Wetlands stall trail construction
Wetlands near the intersection of S.R. 32 and Rob Young Lane near Marion have the Summit County Commission rethinking construction plans for a non-motorized trail from Oakley to Kamas.
"If it can’t go all the way, then I see no point in wasting our money," Summit County Commissioner Ken Woolstenhulme said.
Completing the pathway along S.R. 32 could now require an additional $204,000, said Trish Murphy, a Summit County trails planner, adding that the price of the project has ballooned from an expected $344,555 to $559,070.
"Unfortunately, all of our problems these days are big-dollar problems because everything is so darned expensive," Summit County Commissioner Bob Richer said.
Murphy underestimated the cost of mitigating .34 acres of wetlands near Crooked Creek to the satisfaction of the U.S. Army Corps of Engineers, the federal agency the regulates wetlands.
"We have to buy 3.5 acres to mitigate for the .34 acre," Murphy said.
She hopes Summit County can purchase a nearby parcel that contains wetlands from members of the Hoyt family for $20,000 per acre.
"We would be preserving it," Murphy said.
The land would be fenced and livestock would be kept off the ground in exchange for a permit from the Corps of Engineers to build the trail near Rob Young Lane.
"They’re obviously getting a much better deal," Murphy said.
The County Commission, however, balked at Murphy’s request for $3,000 to have the property appraised.
"Talk to the property owner first," Richer said.
Woolstenhulme questioned Murphy’s estimates that the county could purchase nearly four acres of land in South Summit for $70,000.
"If you can get that for $20,000 (per acre) so be it, I don’t have any objections," Woolstenhulme said. "But knowing [the landowner] I’d be very surprised if you get it for that or even twice that."
The landowner is not obligated to sell the land, Richer stressed.
"How righteous now are these current project estimates?" he added, insisting, "maybe you should have the discussion with [the landowner] first."
Murphy was encouraged by commissioners to begin negotiating a price for the land.

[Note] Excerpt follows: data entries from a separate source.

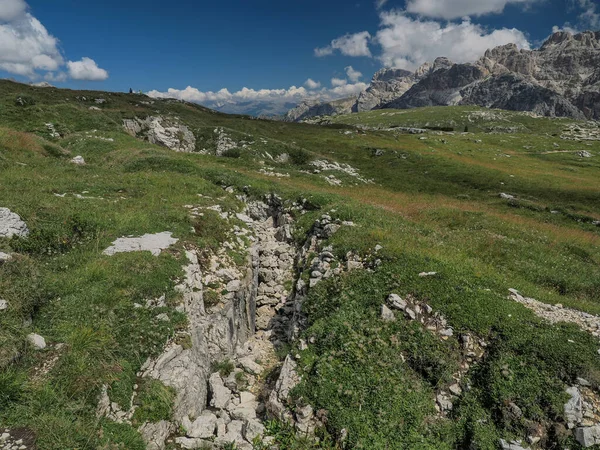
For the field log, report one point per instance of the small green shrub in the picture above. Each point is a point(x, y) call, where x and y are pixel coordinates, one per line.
point(56, 238)
point(211, 298)
point(299, 157)
point(160, 164)
point(24, 100)
point(54, 150)
point(224, 367)
point(155, 402)
point(232, 153)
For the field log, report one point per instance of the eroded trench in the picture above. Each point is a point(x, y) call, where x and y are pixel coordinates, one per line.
point(239, 318)
point(226, 368)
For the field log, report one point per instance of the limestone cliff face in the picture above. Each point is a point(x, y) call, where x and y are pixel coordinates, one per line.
point(313, 108)
point(387, 84)
point(561, 78)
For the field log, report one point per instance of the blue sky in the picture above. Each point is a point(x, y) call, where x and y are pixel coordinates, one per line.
point(259, 44)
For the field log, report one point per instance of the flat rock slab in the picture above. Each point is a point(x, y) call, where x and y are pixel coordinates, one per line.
point(11, 224)
point(153, 243)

She is counting on grant money from the Utah Department of Transportation to help offset the budget shortfall, however, admits the Utah Transportation Commission must approve those expenditures.
Meanwhile, wetlands near Crooked Creek aren’t the only sensitive areas threatening completion of the trail, Woolstenhulme said, adding that several other wetlands must be mitigated near Marion.
"Should we have known that there were wetlands along the corridor?" Richer asked Murphy during a recent meeting in Coalville.
According to Murphy, county officials have already committed $148,503 to the project.
The Kamas Valley project has been contentious since it was proposed in 2004. The County Commission approved a 1.5-mile path along S.R. 32 from Oakley to Marion after several property owners opposed a proposal for a 3.5-mile trail adjacent to an irrigation canal the feeds the Weber and Provo rivers.
"A mile and a half is fine, but is it a mile and a half that is going to connect up to something?" Richer said in May.